This is a journey into flakyness, meaning randomly failing RSpec tests, how to find and fix them.
Today I encountered a problem with my rspec tests: right after implementing and finishing a decorator in TDD manner, just about to commit, I ran all the specs by hitting ENTER in my guard/spring environment – noticing that some specs didn’t pass anymore. Taking a look at them I realized that it was what I just implemented, so I opened the
match_decorator_spec.rb and took a look at what failed: I found out that I checked a link being returned in one method and that link suddenly contained
http://localhost:3000/ in front which was not the case (and worked that way) before. Witout changing anything I saved the file, inducing guard to run the spec for the decorator again and it passed. Huh? I hit ENTER again and all specs now passed. Even more huh?! I repeated it some times more and they all passed.
Of course it was a sign that my commit wasn’t that wrong so I commited my changes. However it was also a sign that something was wrong – maybe a hickup? So I decided to continue working.
Later I created another commit in another decorator and the problem popped up again – and went like the first time. I commited again, but now was sure that something evil is going on.
First I though that it has something to do with spring, because – by accident – it appeared to be “always” the case when I restarted guard (which restarts spring). On the second run all tests passed. However it turned out that this was only because my spot check simply wasn’t big enough. After some more tests and reruns the problem also appeared within already “used” guard and spring.
A Tool For Finding Dependencies
A quick search on the web revealed the small tool dep_detect.rb. In order to make it somehow usable for me I tweaked it a bit: write files to
tmp, be able to set some known failed seeds and last but not least use spring.
It’s a cool tool which can be very handy, but the problem was, that it didn’t reveal any test that could be marked as “the one dependency” making the relevant test fail. :sad:
Or Doing It By Hand
So I had to dig into it by myself. Here are the steps:
Step 1: Reduce Tests In Question
I grepped through all
rspec_fail_*.txt to find out in which seed my affected test appears topmost. This is where the least tests are running beforehand.
$ grep -n ^ParticipationDecorator tmp/rspec_fail_*.txt | sort -n -t ':' -k2,2
The first one is the spec of choice. I noted all specs running before my affected test inside this file and found only 3.
Step 2: Running Only Tests In Questions
bin/rspec --order defined --format documentation ... on the command line with only those test files in the given order to see my reduced test plan fail. \o/
Or not? – Not always?! Huh?
Well, I also found out, that
--order defined doesn’t really mirror the order given by the files on the command line. How’s that? I really don’t know, but I know that adding the seed of the failed test file helps in setting at least some fixed order. It’s not the same as when running the whole test suite, but since there are only a couple of tests running now, you’ll very likely find a working seed quickly (i. e. letting the tests fail).
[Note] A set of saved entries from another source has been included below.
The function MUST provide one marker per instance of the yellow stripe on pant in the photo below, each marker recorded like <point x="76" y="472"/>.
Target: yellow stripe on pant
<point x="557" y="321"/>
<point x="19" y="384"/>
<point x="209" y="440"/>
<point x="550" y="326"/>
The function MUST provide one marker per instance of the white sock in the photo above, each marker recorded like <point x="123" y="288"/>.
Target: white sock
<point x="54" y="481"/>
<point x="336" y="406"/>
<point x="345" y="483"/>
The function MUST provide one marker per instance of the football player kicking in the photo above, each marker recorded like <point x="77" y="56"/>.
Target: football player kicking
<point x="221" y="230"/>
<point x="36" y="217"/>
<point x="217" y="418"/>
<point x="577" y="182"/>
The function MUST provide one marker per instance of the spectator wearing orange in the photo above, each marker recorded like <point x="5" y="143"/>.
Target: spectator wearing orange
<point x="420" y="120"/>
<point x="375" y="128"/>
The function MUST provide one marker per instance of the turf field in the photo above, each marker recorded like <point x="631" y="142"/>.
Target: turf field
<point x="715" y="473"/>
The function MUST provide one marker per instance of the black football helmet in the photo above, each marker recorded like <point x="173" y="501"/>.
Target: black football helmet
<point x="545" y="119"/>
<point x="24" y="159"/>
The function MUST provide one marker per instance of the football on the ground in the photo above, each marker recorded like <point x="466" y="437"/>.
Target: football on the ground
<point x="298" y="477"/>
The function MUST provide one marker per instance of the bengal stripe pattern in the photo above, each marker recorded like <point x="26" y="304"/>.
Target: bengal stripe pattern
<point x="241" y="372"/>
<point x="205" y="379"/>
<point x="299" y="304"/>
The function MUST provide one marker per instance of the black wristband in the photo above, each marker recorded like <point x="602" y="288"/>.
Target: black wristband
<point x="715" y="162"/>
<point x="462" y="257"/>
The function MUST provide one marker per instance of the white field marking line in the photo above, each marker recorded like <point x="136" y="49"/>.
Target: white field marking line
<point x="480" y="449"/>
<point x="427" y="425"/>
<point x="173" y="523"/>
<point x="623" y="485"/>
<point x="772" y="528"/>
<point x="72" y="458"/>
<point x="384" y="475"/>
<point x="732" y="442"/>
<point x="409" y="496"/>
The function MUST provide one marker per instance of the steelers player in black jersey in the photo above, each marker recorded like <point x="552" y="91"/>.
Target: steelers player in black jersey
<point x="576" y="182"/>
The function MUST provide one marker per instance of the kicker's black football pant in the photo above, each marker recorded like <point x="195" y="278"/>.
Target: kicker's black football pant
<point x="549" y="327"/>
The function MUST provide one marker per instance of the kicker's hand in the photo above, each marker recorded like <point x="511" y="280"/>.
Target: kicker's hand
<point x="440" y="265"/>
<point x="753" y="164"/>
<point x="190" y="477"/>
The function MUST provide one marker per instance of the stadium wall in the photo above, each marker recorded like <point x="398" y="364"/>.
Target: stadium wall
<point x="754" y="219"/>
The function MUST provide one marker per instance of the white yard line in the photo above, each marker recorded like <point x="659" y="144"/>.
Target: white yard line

Step 3: Selecting The Important Ones
I played around a bit (really only a few tries) to find a combination where only 2 specs were running before my affected test, making it fail.
Interestingly there was another combination that made my test fail with two complete other tests in front. That’s actually why
dep_detect.rb didn’t reveal any explicit unique test that causes the problem, because there seem to be at least some of them.
So for today I found out, that probably one test creating a factory that also sets user’s roles causes my flakyness problem.
I will now have to investigate more and tell, what’s exactly going on.